A good place to start is Media Bias Fact Check website, mediabiasfactcheck.com. They have analysis on hundreds of different news outlets assessing how bad their bias is, how it manifests and whether it can be trusted in terms of science or conspiracy theories.
After identifying where an outlet sits on the political spectrum and how they rank in pseudoscience and conspiracy peddling, it’s time to check the website’s main page. Starting with headlines, check for emotive or loaded words, question marks or exclamation points.
Loaded words consist of things like buzzwords that pertain to groups of people, inflammatory language or simple phraseology heavily laced with strong emotions. Question marks or exclamation points are indicative of clickbait or propaganda.
The most valuable aspect to media literacy is what’s known as “lateral reading” This is the process of reading multiple sources on one subject or issue. Preferably, from across the political spectrum. It is important to understand how the same story is being reported by different outlets. This will help identify misinterpreted facts or erroneous reporting. If you find a story only being reported in one outlet, or find the same article copy and pasted in multiple outlets, you are probably looking at fake news.
Bias-
It is also important to remember, knowing that something is biased is not the same thing as knowing how something is biased.
Bias is human, but not all bias is created equal. Story selection is the most common type of bias since no one can publish everything. Omission and loaded headlines are also very common manifestations. These don’t always indicate false reporting though. Something can be biased and still be true, or something can be true, but deceptive.
Additionally, opinion/editorials are NOT the same thing as news reporting and journalists are not scientists. Seek out professional science-based outlets for scientific reporting.
Fact Checking-
Tactics for fact checking pieces often vary depending on the piece.
For memes and infographics, Snopes is a great place to start. For political quotes, politifact, and for conceptual analysis, factcheck.org or the Washington Post Fact Checker for current events.
Images can usually be checked with a quick reverse google image search which can determine the original publication of an image.

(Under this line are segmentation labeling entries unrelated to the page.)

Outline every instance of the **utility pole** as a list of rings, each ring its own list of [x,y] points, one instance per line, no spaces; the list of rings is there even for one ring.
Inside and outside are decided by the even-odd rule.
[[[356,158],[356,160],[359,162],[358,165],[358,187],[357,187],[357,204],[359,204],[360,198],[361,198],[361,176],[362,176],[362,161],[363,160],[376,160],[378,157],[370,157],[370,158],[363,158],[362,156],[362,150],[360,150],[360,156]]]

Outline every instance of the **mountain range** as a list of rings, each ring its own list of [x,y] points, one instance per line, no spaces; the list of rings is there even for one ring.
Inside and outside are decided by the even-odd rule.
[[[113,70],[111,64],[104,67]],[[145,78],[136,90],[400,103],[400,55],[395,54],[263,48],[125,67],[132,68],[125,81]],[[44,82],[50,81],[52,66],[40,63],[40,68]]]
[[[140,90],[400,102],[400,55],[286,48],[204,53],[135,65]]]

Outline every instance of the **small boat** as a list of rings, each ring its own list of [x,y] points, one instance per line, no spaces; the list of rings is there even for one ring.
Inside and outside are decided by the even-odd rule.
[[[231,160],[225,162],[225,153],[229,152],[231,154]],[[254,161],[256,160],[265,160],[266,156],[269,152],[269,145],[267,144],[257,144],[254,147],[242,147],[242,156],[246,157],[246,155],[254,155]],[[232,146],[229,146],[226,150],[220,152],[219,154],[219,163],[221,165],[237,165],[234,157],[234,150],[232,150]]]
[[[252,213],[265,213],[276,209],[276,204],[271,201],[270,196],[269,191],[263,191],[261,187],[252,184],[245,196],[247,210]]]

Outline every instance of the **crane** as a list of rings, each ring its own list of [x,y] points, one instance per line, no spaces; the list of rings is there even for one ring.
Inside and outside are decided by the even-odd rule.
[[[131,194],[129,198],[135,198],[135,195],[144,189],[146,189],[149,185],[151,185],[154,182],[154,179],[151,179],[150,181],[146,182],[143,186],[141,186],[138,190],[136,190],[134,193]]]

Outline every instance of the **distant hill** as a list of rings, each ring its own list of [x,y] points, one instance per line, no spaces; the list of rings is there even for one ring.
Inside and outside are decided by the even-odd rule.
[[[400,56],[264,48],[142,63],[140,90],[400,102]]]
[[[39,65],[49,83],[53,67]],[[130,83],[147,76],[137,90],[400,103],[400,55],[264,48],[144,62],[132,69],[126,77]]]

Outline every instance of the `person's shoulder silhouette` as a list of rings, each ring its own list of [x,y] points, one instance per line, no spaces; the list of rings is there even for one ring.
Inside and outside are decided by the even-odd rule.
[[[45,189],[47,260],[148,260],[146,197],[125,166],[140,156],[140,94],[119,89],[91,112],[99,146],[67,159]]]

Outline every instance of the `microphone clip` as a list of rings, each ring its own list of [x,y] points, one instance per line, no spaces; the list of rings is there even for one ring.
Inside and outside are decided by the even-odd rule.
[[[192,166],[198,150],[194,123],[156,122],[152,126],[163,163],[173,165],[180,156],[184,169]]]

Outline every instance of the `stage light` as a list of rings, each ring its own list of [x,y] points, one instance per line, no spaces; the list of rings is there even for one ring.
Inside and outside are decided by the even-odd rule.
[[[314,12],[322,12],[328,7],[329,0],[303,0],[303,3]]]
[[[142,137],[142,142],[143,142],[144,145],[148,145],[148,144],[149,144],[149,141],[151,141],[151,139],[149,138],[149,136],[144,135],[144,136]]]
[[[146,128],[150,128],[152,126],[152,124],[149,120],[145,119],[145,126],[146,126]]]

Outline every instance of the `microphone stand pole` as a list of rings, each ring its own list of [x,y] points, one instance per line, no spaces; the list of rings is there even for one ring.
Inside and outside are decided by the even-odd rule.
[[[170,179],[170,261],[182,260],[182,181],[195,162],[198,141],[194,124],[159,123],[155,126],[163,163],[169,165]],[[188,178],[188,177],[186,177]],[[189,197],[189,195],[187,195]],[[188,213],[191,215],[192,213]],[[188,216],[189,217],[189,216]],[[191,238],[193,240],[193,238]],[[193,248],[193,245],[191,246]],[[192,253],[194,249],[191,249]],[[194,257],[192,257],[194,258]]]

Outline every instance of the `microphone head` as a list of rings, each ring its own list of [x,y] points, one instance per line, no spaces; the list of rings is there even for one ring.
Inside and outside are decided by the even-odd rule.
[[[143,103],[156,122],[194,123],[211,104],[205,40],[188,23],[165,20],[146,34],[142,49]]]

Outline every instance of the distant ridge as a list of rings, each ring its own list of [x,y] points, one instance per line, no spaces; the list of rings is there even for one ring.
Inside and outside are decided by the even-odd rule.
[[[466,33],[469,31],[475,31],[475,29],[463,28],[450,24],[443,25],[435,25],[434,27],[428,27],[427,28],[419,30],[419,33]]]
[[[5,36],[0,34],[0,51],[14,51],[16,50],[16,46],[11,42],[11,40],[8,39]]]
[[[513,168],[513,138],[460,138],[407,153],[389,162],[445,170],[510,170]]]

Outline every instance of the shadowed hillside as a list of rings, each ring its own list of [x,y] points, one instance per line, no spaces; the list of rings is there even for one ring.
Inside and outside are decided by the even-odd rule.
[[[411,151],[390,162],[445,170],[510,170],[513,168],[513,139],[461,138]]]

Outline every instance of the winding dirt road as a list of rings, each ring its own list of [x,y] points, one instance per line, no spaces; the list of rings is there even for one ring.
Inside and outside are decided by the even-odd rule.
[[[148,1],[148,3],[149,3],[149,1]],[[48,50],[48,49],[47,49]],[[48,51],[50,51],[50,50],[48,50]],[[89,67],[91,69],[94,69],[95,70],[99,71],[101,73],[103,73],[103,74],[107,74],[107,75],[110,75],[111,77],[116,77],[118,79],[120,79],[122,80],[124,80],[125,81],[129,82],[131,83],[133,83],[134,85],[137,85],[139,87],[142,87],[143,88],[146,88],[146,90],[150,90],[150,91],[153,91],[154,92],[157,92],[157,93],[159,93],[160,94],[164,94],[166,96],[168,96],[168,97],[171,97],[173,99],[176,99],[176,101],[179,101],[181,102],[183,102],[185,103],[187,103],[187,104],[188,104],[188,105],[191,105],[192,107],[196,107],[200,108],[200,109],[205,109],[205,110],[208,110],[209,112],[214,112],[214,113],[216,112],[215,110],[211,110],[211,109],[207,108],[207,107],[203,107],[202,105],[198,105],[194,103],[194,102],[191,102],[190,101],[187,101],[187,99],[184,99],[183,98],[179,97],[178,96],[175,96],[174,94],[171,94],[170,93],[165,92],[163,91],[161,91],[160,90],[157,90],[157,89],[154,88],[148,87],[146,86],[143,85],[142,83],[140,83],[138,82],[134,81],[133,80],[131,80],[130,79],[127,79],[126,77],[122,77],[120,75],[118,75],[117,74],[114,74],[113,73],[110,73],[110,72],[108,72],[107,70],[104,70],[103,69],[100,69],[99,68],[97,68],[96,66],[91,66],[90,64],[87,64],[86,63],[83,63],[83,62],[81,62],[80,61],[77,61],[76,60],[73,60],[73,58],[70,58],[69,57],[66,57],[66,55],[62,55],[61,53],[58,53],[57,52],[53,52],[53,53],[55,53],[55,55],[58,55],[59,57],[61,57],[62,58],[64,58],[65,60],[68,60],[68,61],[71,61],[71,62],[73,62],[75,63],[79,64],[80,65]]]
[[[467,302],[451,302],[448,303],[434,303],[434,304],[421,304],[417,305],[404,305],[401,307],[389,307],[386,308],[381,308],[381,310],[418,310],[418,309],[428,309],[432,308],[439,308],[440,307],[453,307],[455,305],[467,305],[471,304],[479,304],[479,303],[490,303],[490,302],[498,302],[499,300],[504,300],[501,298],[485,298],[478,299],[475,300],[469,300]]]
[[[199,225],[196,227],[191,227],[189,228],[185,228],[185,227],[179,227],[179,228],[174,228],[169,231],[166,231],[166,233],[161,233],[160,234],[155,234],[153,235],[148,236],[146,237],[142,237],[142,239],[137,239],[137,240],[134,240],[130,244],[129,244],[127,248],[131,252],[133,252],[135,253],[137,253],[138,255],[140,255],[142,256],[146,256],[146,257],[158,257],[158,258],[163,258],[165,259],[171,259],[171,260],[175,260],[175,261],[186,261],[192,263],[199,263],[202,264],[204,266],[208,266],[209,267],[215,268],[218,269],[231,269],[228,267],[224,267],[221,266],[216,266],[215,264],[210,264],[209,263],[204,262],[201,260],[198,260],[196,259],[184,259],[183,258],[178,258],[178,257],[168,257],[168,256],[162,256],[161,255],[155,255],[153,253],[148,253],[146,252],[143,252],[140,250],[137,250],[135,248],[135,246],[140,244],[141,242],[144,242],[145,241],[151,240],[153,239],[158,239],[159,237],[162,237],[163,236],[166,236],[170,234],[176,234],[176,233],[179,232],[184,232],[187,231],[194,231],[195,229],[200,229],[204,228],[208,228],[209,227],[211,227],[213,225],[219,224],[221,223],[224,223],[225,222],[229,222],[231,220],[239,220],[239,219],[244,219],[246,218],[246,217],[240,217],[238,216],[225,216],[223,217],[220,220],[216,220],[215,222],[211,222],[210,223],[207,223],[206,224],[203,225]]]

This allows for understanding proper context of web posting and will determine if an image has been miscaptioned or misattributed. This also works for finding original context or fabrication for quotes.
To conduct a reverse image search, you can right click on an image and choose “search Google for image.” You can also directly upload an image into the Google Image search bar.
(Note: this also works for quotations.)
Fake News-
Identifying fake news requires a combination of fact checking and media literacy. It is important to know that fake news is not the same thing as unfavorable or even error ridden journalism. Fake news is a website that is made to look like a news outlet but is actually run by an individual making money off advertising. There is no actual journalism taking place, ergo, it is literally fake. Read more about that here.
Real journalism: mistakes are corrected.
Bad journalism: mistakes are ignored.
Fake News: mistakes are the point.
More recently, fake news creators have begun to create “hybrid fakes.” These occur when a content creator copy and pastes pieces from real media reports and then dresses them up with fabricated and false bits, before loading it with fear based language to invoke emotional reasoning. You may find the real pieces while lateral reading which then creates a perception of legitimacy, at the same time the reader is being deeply manipulated.